Second, hydrogen and oxygen are split from water using electrolysis, passing an electric current through the water. To be classified as green hydrogen, this must use sustainably sourced electricity from wind, solar, nuclear or other sources.

Third, the hydrogen and carbon dioxide are combined to create a hydrocarbon fuel, usually through a catalytic method such as the Fischer-Tropsch process. The catalyst and process used determine the type of fuel produced.

Since the e-fuel process is in effect ‘building’ the hydrocarbon kerosene fuel from its component parts, fewer to no trace elements or volatile compounds — such as the sulphur and particulate matter found in fossil kerosene — are present. This is a sustainability advantage both in terms of reducing non-direct emissions from aviation and the effects they have on contrail and cloud formation.

Zero’s Paddy Lowe highlights, in the context of developing science around the direct and indirect emissions from jet kerosene, that e-fuels like the ones the company produces “use only water and carbon dioxide as source materials, both of which are abundant in the atmosphere. Unlike any other form of fossil fuel alternative, they can also offer a carbon-neutral solution for the continued use of legacy vehicles without the need for modification.”

E-fuels offer emission, production and industrialisation benefits — and opportunities

“There have been many different forms of energy developed to replace fossil fuels in vehicles: battery-electric, hydrogen, synthetic fuel and micro nuclear reactors,” Lowe explains. 

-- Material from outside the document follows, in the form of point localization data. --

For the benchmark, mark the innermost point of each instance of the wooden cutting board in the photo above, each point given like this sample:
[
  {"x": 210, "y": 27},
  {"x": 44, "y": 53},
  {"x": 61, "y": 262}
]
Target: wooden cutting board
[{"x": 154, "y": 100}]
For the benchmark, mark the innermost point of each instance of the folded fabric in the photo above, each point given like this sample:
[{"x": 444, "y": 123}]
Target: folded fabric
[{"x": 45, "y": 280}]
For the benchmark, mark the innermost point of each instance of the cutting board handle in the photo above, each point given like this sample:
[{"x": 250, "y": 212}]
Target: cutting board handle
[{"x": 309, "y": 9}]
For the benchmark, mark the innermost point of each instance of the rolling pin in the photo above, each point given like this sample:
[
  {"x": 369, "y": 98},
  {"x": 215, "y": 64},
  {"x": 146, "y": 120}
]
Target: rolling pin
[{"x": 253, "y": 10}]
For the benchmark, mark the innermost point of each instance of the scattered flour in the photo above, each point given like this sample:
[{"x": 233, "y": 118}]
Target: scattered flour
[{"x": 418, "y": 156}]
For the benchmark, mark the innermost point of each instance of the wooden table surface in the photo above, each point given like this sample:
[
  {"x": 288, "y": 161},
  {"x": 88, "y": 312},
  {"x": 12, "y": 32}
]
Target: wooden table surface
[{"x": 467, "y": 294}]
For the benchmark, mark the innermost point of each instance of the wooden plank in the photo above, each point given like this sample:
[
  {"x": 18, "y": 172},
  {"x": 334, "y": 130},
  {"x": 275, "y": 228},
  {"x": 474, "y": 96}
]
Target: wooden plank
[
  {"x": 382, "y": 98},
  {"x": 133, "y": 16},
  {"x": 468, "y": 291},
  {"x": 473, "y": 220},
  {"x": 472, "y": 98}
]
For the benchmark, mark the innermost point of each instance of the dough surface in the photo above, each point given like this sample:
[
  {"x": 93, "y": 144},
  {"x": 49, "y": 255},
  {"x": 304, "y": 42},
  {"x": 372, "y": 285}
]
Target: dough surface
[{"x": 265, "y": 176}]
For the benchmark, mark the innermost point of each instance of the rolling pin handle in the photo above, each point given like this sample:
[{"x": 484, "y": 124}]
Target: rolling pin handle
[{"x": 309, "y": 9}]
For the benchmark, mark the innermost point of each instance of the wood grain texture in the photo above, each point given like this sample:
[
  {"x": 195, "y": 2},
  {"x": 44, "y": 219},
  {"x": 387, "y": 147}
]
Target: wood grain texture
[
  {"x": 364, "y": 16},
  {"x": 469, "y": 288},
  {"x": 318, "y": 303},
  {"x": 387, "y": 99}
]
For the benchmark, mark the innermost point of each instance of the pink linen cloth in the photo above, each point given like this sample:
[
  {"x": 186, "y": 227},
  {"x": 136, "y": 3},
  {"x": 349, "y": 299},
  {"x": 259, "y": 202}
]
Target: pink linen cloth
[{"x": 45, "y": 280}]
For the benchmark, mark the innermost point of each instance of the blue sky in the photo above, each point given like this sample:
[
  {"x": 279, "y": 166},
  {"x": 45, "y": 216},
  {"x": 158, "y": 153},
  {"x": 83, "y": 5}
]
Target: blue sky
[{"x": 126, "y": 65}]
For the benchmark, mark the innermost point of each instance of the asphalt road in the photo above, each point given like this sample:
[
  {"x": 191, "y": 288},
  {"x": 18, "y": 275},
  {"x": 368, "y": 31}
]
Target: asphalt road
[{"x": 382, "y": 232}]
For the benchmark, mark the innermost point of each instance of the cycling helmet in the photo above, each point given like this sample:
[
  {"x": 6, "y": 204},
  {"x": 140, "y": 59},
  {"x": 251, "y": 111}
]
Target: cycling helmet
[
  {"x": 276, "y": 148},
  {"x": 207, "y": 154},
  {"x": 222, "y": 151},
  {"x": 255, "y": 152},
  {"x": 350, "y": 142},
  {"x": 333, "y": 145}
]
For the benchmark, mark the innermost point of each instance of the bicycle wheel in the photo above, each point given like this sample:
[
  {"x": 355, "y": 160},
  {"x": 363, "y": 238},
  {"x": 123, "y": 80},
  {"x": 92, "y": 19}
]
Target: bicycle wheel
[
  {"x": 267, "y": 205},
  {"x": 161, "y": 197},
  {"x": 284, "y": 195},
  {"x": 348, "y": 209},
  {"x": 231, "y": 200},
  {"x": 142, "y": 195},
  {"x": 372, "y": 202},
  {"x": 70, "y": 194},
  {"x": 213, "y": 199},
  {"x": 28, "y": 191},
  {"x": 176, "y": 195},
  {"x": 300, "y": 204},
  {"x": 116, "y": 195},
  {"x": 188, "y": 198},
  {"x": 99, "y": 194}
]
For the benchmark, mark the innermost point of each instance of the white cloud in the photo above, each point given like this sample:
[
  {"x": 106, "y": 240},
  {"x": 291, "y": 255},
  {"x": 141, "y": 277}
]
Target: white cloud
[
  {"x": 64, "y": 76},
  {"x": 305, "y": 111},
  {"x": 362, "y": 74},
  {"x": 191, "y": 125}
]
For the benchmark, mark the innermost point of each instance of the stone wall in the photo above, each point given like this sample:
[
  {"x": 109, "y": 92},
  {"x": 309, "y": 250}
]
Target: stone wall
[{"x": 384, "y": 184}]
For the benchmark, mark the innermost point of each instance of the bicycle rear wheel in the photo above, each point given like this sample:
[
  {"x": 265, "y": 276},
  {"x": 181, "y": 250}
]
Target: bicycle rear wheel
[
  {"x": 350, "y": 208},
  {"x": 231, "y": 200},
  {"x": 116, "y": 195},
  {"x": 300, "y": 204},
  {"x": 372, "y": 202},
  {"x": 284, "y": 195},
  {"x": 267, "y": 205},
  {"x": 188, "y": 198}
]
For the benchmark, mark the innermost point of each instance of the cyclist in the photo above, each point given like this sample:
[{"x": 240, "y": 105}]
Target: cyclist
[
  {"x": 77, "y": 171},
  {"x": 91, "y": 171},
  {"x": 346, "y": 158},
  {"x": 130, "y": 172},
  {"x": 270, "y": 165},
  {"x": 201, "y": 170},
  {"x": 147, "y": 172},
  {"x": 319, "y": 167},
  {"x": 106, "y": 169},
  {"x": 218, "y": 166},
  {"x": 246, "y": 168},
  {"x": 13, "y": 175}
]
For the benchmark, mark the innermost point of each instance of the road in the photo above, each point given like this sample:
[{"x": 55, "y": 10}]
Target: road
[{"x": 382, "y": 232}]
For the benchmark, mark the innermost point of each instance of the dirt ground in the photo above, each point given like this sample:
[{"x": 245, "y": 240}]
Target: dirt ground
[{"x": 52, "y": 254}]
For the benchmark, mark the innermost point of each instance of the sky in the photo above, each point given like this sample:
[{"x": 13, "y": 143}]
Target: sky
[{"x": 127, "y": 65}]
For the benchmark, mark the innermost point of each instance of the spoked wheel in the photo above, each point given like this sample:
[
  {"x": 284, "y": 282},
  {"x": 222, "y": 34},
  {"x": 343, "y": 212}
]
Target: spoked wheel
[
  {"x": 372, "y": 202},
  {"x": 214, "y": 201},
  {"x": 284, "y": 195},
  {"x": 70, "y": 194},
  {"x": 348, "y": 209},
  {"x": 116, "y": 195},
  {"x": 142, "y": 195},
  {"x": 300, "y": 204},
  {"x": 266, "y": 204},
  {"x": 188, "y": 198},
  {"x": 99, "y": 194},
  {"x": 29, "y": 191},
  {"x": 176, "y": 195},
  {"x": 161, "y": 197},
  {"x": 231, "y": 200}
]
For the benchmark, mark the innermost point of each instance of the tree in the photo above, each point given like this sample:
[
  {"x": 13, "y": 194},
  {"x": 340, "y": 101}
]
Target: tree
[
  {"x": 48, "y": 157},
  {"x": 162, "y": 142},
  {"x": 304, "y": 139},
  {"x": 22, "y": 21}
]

One of the key benefits of e-fuels is that they are drop-in: in other words, e-fuel kerosene can be blended with fossil kerosene, rather than requiring entirely new infrastructure like battery-electric or hydrogen power sources. This is a major advantage for the substantial part of aviation operations that will still be powered by liquid fuel — in other words, the entire existing airline fleet, and much of the fleet that will be produced for the foreseeable future.

Lowe continues, “of the liquid fuel solutions, synthetic fuel is the most suitable solution due to its scalability. Biofuel is made using biological materials that must be grown in fields or forests and the process is not truly scalable without significant impact on land use and deforestation. Fuels made from waste are not scalable, as waste is a limited resource, and, as it can include fossil fuel materials such as plastics, it is not truly sustainable or renewable.”

One key critique is around terminology: not all synthetic fuels are e-fuels, with some produced from natural gas or other fossil fuel sources. The type of electricity production used at all stages of the process is also important, and calculating the right balance of demand for lower carbon electricity sources like solar, wind and hydro for residential, other industrial and electrically-powered transportation needs will be vital.

Cost is another major question, as European pressure group Transport & Environment highlighted in a 2021 report [PDF], noting that “estimating future cost trajectories is challenging. Some reports suggest under the right conditions e-kerosene can reach price parity with taxed fossil kerosene by the 2030s, others later. Deployment of renewables and new technology in other sectors has shown that with sufficient support, more ambitious falls in price can be achieved.”

Those price reductions are a consequential part of delivering more e-fuels into the drop-in mix, and here action from both industry and from governments is needed to stimulate the economics of their production. Largely, this is on the demand side, particularly around certainty of demand. 

Aviation is, on balance, doing a decent job in signalling its future demand for SAF, which gives investors the certainty they need for R&D spending and capital expenditures to build production facilities at the scale airlines will need. 

On the government side, e-fuel mandates — also known as blending mandates — that require a certain percentage of e-fuel kerosene to be blended with fossil fuels can help stimulate demand. So can footprint intensity targets, where the overall carbon equivalent warming intensity of a particular supplied fuel must be below a certain threshold.

Together, industry, government and producers can work to stimulate this crucial market to invest in a more sustainable future for aviation.